My newest project, with Dr. Eric Fleegler (Massachusetts General Hospital, RGVRC member), Dr. Sandra McKay (UT Health Houston) and Dr. Kerri Raissian (Yale School of Public Health, RGVRC member), will develop and evaluate a user-informed secure firearm storage intervention designed for families with young children. Recognizing that secure storage is one of the most effective strategies to prevent unintentional injuries, suicides, and youth firearm deaths—but that existing interventions often fail because they do not reflect firearm owners’ preferences—the project includes in-depth qualitative interviews to identify what gun owners value in storage devices and what barriers limit adoption and a randomized controlled trial embedded in home visiting programs in New Jersey and Texas, comparing user-selected device options delivered through the app to standard biometric cable lock distribution. By grounding the intervention in firearm owners’ lived experiences and practical considerations, the project aims to produce a scalable, evidence-based tool capable of increasing secure storage practices and reducing firearm injuries and deaths.

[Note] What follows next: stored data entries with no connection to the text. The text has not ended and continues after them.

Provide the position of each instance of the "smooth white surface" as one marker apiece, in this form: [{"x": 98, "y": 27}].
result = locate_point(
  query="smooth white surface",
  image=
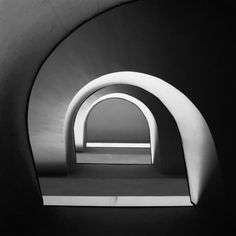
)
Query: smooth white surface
[
  {"x": 198, "y": 145},
  {"x": 115, "y": 201},
  {"x": 122, "y": 145},
  {"x": 91, "y": 102}
]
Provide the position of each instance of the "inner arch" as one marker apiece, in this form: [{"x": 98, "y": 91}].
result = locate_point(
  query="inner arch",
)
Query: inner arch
[
  {"x": 92, "y": 101},
  {"x": 198, "y": 145}
]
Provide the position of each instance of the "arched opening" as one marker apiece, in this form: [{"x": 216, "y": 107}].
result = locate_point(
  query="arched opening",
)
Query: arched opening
[
  {"x": 198, "y": 146},
  {"x": 98, "y": 97}
]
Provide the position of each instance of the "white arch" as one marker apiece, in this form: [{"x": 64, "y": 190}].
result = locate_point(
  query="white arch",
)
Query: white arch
[
  {"x": 91, "y": 102},
  {"x": 198, "y": 145}
]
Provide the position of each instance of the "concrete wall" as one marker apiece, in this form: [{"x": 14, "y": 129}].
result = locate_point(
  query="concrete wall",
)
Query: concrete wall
[
  {"x": 117, "y": 120},
  {"x": 196, "y": 46}
]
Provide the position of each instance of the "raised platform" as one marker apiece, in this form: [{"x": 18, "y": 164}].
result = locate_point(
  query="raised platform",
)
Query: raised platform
[
  {"x": 116, "y": 185},
  {"x": 115, "y": 155}
]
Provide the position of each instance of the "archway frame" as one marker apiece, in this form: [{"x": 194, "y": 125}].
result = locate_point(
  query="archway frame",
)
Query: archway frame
[
  {"x": 85, "y": 109},
  {"x": 199, "y": 149}
]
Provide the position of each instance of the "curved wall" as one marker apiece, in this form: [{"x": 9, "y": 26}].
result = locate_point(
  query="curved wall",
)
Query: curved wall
[
  {"x": 200, "y": 154},
  {"x": 29, "y": 32},
  {"x": 195, "y": 43}
]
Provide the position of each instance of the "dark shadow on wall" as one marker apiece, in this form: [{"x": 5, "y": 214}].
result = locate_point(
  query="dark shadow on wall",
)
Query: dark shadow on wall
[{"x": 205, "y": 57}]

What do you hope that people can take away from the research you are conducting?

Together, my research underscores that effective firearm injury prevention requires policies and interventions that are truly user-informed—meaning they reflect the real preferences, constraints, and lived experiences of the people expected to implement them. By examining how clinicians, firearm owners, and other stakeholders navigate competing demands such as safety, accessibility, time, and usability, my work highlights that practical tradeoffs—not just beliefs—shape whether evidence-based strategies take hold and are sustained. Using mixed-methods research and multidisciplinary collaboration, I aim to design interventions that work in real-world settings and meaningfully improve secure storage practices and reduce firearm injuries.